Beyond his well-documented tendency to reject conventional business and legal norms, Musk also possesses unmatched financial resources that allow him to absorb the costs of repeated legal defeats. With his substantial stake in SpaceX, which is widely expected to go public in the near term, Musk is on track to become the world’s first trillionaire — a net worth so large that even cumulative legal fees, fines and settlement costs are unlikely to deter him from filing future lawsuits. For example, a $1.5 million fine levied by the U.S. Securities and Exchange Commission (SEC) for Musk’s failure to properly disclose his early accumulation of Twitter stock is functionally insignificant for someone with his fortune. When a judge invalidated Musk’s multi-billion dollar Tesla pay package in late 2024, he simply reincorporated the entire electric vehicle maker in Texas and secured shareholder approval for a new, even larger compensation package.
“I don’t see him stopping,” said Dorothy Lund, a law professor at Columbia Law School. “It seems like there is no one who has been able to put real consequences on him or his actions. He does what he wants and sometimes gets a slap on the wrist, so why would he change?”
Shortly after Monday’s ruling in the OpenAI case, Musk made his frustration public via a post on X, arguing the decision created “a free license to loot charities if you can keep the looting quiet for a few years!” He also publicly criticized the presiding judge, calling the jurist a “terrible activist” and pledged to file an appeal of the verdict.

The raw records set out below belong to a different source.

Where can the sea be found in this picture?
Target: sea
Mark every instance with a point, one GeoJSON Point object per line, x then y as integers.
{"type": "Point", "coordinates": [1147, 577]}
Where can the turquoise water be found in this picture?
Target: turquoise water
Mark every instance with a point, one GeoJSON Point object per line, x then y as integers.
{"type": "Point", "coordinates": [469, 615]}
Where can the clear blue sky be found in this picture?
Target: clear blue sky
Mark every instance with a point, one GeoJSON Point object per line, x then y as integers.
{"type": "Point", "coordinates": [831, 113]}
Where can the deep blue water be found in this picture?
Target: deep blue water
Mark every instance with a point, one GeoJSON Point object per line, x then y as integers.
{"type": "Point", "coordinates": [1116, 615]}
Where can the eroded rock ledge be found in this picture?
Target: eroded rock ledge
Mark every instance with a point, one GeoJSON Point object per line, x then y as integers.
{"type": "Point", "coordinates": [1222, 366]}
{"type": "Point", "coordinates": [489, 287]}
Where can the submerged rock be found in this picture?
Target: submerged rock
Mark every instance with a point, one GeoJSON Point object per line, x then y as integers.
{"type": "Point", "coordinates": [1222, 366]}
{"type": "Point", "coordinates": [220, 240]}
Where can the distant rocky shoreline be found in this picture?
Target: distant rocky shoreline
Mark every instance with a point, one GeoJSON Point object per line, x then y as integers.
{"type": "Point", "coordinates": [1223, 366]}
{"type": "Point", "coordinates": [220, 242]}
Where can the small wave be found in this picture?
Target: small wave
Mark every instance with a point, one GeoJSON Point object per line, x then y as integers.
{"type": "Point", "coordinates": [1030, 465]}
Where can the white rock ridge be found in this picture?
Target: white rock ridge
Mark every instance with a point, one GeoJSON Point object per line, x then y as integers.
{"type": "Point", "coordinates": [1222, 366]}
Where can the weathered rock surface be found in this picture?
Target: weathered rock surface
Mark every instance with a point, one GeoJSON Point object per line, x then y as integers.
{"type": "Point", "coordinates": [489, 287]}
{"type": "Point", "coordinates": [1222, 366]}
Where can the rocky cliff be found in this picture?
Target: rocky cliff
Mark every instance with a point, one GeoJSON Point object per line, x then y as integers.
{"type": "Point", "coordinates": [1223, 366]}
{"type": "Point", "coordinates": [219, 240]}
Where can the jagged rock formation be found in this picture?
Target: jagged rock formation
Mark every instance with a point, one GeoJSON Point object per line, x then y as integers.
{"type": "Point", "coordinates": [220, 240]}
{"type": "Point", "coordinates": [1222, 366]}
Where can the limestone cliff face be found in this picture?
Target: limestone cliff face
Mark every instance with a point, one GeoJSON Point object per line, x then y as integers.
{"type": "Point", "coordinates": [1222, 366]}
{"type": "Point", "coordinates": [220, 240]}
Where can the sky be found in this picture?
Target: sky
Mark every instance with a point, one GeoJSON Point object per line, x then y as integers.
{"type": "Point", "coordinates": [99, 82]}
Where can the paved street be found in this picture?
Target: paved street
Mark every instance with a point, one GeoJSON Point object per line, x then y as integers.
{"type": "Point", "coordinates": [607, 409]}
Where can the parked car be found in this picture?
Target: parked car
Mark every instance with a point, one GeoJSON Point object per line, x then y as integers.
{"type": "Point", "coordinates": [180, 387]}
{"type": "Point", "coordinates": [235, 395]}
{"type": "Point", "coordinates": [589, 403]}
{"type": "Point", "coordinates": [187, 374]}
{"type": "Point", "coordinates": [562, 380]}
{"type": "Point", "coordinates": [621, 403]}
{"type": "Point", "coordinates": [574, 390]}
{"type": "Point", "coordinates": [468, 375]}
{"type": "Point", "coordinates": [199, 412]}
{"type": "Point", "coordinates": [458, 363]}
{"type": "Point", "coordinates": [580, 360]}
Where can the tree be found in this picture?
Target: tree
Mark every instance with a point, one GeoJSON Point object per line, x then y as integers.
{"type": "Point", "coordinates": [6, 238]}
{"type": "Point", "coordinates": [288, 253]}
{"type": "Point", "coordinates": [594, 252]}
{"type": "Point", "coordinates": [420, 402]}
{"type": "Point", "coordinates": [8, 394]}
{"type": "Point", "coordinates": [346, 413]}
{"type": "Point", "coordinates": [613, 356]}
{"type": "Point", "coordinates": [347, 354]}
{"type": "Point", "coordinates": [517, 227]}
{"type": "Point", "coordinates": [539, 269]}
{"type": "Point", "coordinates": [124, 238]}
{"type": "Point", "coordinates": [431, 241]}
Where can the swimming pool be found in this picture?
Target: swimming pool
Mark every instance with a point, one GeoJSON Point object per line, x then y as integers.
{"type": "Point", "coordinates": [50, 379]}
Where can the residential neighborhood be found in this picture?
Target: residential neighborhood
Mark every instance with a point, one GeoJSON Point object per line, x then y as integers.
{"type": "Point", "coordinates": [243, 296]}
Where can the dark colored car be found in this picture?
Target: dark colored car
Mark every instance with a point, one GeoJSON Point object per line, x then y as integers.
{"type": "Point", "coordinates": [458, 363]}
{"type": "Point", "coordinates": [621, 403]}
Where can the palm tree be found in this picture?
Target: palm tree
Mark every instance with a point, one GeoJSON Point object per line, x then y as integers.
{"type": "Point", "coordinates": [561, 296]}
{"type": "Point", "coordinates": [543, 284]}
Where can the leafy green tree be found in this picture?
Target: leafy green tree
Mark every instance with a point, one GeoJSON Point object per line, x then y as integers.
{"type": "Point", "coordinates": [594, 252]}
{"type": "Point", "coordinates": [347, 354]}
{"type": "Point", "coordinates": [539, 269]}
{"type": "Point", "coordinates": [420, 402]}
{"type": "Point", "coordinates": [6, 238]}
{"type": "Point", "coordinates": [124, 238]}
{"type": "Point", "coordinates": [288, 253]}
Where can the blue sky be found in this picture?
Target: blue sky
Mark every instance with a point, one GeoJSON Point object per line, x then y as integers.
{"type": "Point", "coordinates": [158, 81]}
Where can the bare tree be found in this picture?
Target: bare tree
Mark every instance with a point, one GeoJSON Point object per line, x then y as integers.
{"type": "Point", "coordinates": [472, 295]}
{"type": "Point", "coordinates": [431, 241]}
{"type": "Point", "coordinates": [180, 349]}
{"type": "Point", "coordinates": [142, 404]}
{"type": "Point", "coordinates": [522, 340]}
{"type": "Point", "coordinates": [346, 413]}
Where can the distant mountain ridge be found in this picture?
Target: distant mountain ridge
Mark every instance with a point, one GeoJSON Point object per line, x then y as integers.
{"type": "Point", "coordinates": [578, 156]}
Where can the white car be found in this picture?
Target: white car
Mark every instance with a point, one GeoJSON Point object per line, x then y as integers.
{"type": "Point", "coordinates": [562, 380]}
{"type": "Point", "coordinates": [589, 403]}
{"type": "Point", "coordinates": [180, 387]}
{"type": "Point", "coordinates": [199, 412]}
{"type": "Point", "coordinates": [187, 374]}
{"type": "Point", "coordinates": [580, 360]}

Ghosh points out that Musk’s outsized personality sets him apart from most other global business leaders. For example, Musk chose to proceed with his very public, high-profile legal fight against Altman — a one-time mentee who has become Musk’s public rival — even as SpaceX prepares for its upcoming public listing. Typically, when a private company prepares for an initial public offering (IPO), its leadership enters a regulatory quiet period mandated by the SEC, during which executives avoid making public statements that could improperly influence share pricing. Most CEOs curtail all non-essential public commentary during this window, but Musk has rejected this standard practice entirely.
Lund notes that few business leaders share Musk’s willingness to continue fighting in court and the public sphere even after repeated setbacks. “He is not afraid of public opinion, he’s not afraid of taking big swings,” Lund said. She acknowledges that this willingness to disregard risk is a valuable trait for entrepreneurs, but it does not translate seamlessly to the legal system. Lund adds that even famously aggressive corporate figures like Carl Icahn, the activist investor who inspired the iconic greedy capitalist character Gordon Gekko in *Wall Street*, do not match Musk’s level of unapologetic brazenness.
“If and when this will blow up for him, I don’t know,” Lund said. For Lund, the only public figure with a similar approach to conflict and legal action is former President Donald Trump, who is known for impulsive public comments and frequent lawsuits against perceived opponents. “Musk is a singular individual, but negative things never seem to stick to either of them,” Lund added.